As prompts appear on the new virtual machine, click Advanced Options, select Auto_Installation from the advanced options list, and then click Yes to confirm the auto installation.
Once the installation process is complete, you can configure and install apps on your new Android virtual machine.
3. Use Android Studio for Seamless Gaming
While Android Studio is primarily geared towards developers, it can be an excellent option for emulation if you aren’t interested in using Waydroid or an Android x86 virtual machine. After installing Android Studio, you’ll need to create an Android Virtual Device (AVD) using the official Android Developer’s guide and then install your chosen APK on the Android Emulator.
4. Run Android Apps on Linux With Genymotion
It’s worth considering application like Waydroid and even tried-and-true virtual machines before you purchase Genymotion.

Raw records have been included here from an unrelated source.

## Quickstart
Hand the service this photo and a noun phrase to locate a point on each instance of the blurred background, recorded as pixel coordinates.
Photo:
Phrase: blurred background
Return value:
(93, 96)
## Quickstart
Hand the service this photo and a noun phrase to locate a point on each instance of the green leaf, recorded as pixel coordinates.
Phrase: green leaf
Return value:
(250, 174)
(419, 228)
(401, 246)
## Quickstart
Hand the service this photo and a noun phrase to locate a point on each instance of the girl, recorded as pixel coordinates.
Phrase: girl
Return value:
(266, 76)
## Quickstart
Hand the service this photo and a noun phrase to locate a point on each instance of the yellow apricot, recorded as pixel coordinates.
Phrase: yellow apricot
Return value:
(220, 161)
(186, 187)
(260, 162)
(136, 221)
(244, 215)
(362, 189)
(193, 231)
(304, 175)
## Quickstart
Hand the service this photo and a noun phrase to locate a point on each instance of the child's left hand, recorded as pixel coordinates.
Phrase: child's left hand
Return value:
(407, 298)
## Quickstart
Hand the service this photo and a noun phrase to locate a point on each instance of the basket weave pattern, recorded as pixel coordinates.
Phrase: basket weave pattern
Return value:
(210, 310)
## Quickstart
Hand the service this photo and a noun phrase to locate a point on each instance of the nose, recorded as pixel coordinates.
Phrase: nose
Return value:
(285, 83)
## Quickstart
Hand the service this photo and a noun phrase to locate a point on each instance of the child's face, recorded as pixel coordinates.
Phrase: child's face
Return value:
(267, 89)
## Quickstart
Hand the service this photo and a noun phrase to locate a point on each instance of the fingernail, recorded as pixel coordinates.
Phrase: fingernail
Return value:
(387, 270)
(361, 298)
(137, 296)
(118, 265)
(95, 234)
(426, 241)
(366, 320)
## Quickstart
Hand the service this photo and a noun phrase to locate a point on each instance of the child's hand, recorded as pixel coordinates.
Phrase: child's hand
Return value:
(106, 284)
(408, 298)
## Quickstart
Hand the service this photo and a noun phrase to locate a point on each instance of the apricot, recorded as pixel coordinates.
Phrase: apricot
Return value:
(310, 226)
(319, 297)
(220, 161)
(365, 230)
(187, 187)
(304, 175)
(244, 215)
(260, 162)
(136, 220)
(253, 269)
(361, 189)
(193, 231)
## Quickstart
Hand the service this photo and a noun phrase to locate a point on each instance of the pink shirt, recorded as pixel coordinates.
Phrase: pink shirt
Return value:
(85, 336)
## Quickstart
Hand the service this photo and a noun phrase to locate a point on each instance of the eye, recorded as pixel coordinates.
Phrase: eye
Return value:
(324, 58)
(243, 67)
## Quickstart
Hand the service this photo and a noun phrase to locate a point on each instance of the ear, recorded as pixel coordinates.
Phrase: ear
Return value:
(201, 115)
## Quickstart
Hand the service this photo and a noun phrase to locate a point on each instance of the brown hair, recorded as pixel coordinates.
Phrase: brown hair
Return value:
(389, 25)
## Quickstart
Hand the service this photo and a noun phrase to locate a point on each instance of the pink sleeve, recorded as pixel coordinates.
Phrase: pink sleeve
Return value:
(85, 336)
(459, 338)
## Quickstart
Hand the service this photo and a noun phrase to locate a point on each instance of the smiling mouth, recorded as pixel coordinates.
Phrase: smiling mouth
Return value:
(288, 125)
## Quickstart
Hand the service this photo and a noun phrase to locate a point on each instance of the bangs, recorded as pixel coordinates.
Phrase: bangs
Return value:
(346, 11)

In most cases, it’s possible to accomplish anything you want on your Linux PC without purchasing proprietary applications.
If you choose to purchase Genymotion, however, you’ll be enthused with the ease of use and convenience that this application offers.
To start, you’ll need to purchase the right Genymotion plan. Genymotion offers a free plan for personal use, but any technical support requests beyond issues with installation and first run will be rejected—and you won’t be able to use features like Android 13, camera and media widget features, and quick boot.
If you’re a current student or teacher, you can use your school ID to purchase full-featured Genymotion for $49 per year.
Enjoy Using Android Apps and Games on Your Linux System
With the deprecation of Anbox, it’s easy to wonder if any easy methods to run Android apps on Linux systems remain. Luckily, Waydroid, Android x86, Android Studio, and Genymotion all offer distinct and easy ways to run Android apps.
Once you’ve chosen which software to use, you’ll be amazed at just how convenient and seamless using these apps is.